И Маврикий стал думать.
В парке было так холодно и так пустынно. Пустел и шумный Омск. Все это сгущало картины предстоящего одиночества. Положим, везде люди, но какие? Виктор-то свой человек, а остальные-то просто люди.
Бежать вовсе не так трудно. Даже совсем просто. Это верная жизнь. А оставаясь тут…
— Виктор, давай купим маленькую бутылку водки…
VI
Жизнь в Мильве с трудом, но восстанавливалась. Жили впроголодь, но каждый день приносил если не улучшения, то новые надежды на улучшение. Мятежная авантюра Вахтерова, месяцы колчаковщины вспоминались как страшное видение, которое никогда, ни при каких обстоятельствах не повторится в Мильве. Через страдания и унижения, по ножам и терниям вернулись многие мильвенцы к тому же, от чего ушли.

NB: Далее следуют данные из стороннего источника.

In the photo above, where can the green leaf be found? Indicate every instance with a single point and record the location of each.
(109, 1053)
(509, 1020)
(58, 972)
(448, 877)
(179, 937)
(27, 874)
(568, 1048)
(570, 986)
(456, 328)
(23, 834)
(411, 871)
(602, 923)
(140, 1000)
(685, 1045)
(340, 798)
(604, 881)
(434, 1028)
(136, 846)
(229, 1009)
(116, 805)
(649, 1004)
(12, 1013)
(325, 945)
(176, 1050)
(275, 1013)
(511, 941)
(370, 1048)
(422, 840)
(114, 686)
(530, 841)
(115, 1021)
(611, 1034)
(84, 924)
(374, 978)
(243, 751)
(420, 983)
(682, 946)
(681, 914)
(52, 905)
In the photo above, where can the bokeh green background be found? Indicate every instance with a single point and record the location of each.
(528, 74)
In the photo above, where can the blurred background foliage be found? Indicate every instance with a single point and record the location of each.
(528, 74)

Завод не работал, но начинал работать. Небывалый энтузиазм рабочих, непрекращающиеся субботники восстанавливали и преображали цехи. Расширенный электрический цех позволил хотя и весьма ограниченно, но все же дать свет в дома рабочих. Это были первые ласточки, первые лампочки грядущей электрификации страны.
Фронты гражданской войны требовали снарядов и патронов. Заработал старый снарядный цех и новое патронное отделение. Неполную неделю, но все же начинал действовать цех, еще не получивший названия, в котором производились металлические изделия для скорого сбыта в самой Мильве. Завод управлялся тройкой, в которую вошли Артемий Гаврилович Кулемин, Григорий Савельевич Киршбаум и вернувшийся на завод отец Виктора — Петр Алексеевич Гоголев.
Если бы знал Виктор, кем назначен его отец, как отнеслись к его чистосердечному признанию заблуждений и к его обещанию отдать всего себя восстановлению родного завода… Инженер-универсал Гоголев, уважаемый в заводе человек, не скрыл в разговоре с Кулеминым о своем былом намерении покинуть родину и бежать за границу.